Some people believe that using poison for insects on house furniture and stairs will not only kill insects but also the spiders that eat them, assuming that these ones are poisoned for having eaten their preys or just because they ran out of food.
However, a new research carried out by Jamel Sandidge, doctoral student in Kansas University,
which was published in November in Nature magazine, shows that the use of insecticide can worsen spider plagues instead of reducing them.
Sandidge explained that according to conventional knowledge, the use of poison kills the insects that spiders usually eat, what in turn reduces their amount of food and leads them to starve
to death. But according to Sandidge, someone who is a doctoral student in ecology and evolutionary biology knows this is not the case.

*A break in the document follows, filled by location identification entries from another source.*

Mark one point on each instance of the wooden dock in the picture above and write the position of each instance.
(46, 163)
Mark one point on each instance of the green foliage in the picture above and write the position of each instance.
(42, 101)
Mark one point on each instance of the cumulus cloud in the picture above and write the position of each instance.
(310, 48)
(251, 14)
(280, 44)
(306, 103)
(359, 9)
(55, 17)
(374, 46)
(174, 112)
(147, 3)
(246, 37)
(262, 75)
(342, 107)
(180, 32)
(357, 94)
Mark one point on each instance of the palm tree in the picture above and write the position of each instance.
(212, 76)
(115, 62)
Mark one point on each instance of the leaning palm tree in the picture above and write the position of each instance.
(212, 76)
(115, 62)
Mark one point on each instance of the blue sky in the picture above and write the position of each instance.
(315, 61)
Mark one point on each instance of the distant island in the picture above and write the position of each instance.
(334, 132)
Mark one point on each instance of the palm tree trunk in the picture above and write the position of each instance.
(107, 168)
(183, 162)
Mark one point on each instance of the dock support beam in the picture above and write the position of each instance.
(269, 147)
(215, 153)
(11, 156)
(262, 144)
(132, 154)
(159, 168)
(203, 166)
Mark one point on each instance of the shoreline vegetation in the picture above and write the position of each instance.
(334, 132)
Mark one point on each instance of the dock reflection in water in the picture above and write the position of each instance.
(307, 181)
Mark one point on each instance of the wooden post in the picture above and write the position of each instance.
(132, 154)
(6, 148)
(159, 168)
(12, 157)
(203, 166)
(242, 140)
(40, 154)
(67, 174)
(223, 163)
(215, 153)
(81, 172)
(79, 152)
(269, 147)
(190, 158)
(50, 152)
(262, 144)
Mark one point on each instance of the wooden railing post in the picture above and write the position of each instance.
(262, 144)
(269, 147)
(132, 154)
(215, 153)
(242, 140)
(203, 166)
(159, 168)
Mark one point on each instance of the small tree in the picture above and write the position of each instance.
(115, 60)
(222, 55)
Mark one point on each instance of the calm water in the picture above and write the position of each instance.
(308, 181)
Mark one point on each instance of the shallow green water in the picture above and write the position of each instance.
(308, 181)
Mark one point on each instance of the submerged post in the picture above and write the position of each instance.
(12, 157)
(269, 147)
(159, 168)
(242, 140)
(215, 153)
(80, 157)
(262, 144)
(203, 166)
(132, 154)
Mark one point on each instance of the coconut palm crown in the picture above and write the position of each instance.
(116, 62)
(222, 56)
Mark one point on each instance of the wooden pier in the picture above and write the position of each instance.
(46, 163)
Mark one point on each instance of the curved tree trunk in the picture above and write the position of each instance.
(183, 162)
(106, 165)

After examining spiders in 71 houses in the city of Kansas and carrying out lab experiments, a conclusion was reached: the spider called Brown Recluse Spider, (Loxosceles reclusa, Araneae:
Loxascelidae) of the United Sates, feeds itself on dead insects. In fact- he said-, whenever possible, it prefers to eat dead insects to those who are alive.
“This is really amazing”, added Sandidge. “The brown recluse spider is supposed to be a predator and to feed itself on living insects”. The preference of the brown recluses for
dead insects explains why there are so many spiders of this kind in the corners of typical houses, said Sandidge.
Necrosis produced in the bite of a Loxosceles
In his three-year research, he found that houses have an average of 65 spiders of this type. The bite of a brown recluse can cause slight injuries that take long to heal and cause serious damages in the tissue. The bite of the recluse spider can go from slight to serious and sometimes, it can also be lethal.
If using poison in houses does not work, what does Sandidge recommend? The insecticide can kill a spider if it goes straight to it but, in general, spiders do not receive a mortal dose when they move along corners, as it usually happens with insects. In view of these facts, using sticky tramps is a helpful option. Sandidge offers some advice in both of his Internet sites: Recluse Community
Project and Problems with Brown Recluse Spider? The last one is a project that started in 2002 to help the owner of a house that needed to face a brown recluse spider.
Besides, Sandidge said that it is a good idea to shake covers and blankets before going to bed as well as shoes before putting them on, so as to make sure there are no spiders in there.